Referindo-se à maneira como, segundo ele, de forma completamente equivocada o Tribunal de Justiça Desportiva da Bahia teria conduzido o julgamento que culminou com o afastamento do seu cliente da direção do Bahia, veja um trecho do que foi capaz de dizer o Doutor Kakay:

"Hoje o presidente do Atlético de Madrid me ligou perplexo pois queria comprar um jogador aqui e disse que não comprará. ‘Como comprarei se um juiz manda depois destituir? Imagine? Essa é a realidade’

É a credibilidade do futebol que infelizmente volta-se para a Bahia... Colocou-se ao ridículo, ridículo internacional, inclusive esse presidente do Atlético de Madrid e o presidente do [banco] BMG, que é o que mais investe no futebol, estão perplexos. Não posso desrespeitar o poder judiciário, mas um juiz da 18ª vara achou que poderia fazer uma intervenção. É um risco para o futebol internacional e leva a Bahia ao ridículo".

Muita coisa poderia ser extraída dessas declarações, mas vamos ao que mais chama a atenção.

O que pretendeu ou pretende o Doutor Kakay ao dizer que “hoje o presidente do Atlético de Madrid me ligou perplexo pois queria comprar um jogador aqui e disse que não comprará...”?
O ridículo do “comprar um jogador aqui” é simplesmente inacreditável. Além disso, teria o objetivo de mostrar intimidade com dirigentes do futebol internacional, mas, na verdade, deixando vir à tona o sentimento típico dos colonizados? Essa fala talvez fosse compatível com um aluno de direito no seu desejo típico de mostrar-se um pequeno rei.

A importância que lhe parece ter a proximidade com o poder se manifesta outra vez quando diz “... e o presidente do [banco] BMG, que é o que mais investe no futebol, estão perplexos”. Seria um reflexo do seu reconhecimento e necessidade de ter por perto pessoas influentes a lhe respaldar, expresso de maneira tão pueril?

Haveria por parte do Doutor Kakay o desejo de pressionar o TJD da Bahia por julga-lo inexpressivo e do alto das suas relações o estaria intimidando?

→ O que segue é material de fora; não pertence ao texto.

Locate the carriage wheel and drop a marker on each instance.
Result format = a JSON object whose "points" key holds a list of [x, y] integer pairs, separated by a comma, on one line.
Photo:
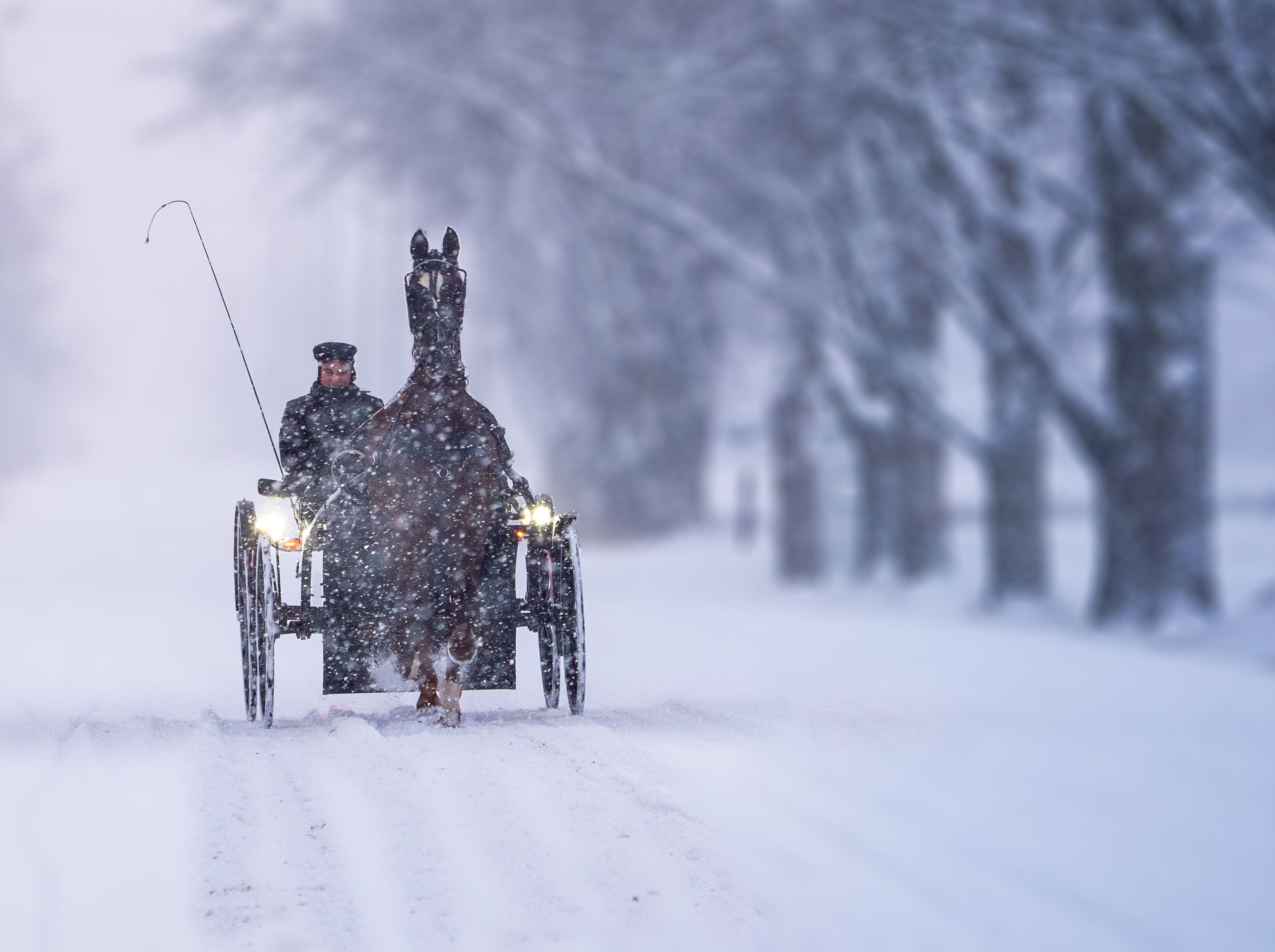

Haveria por parte do Doutor Kakay o desejo de utilizar do seu prestígio por saber, como poucos, como a justiça brasileira se deixa influenciar por pressões externas, como vem acontecendo nos últimos tempos em campos que não os do futebol?

Abrindo a primeira página do seu catálogo de pessoas eventualmente influentes, estaria o Doutor Kakay imaginando que o TJD da Bahia é constituído de juízes desprovidos de qualquer coisa, como competência, discernimento, senso de ridículo e que, além disso, entrariam em pânico pela simples citação daqueles nomes?

Doutor Kakay, mesmo com declarações desse nível, recuso-me a imagina-lo como um homem sem inteligência para perceber que não foi a Bahia que foi levada ao ridículo.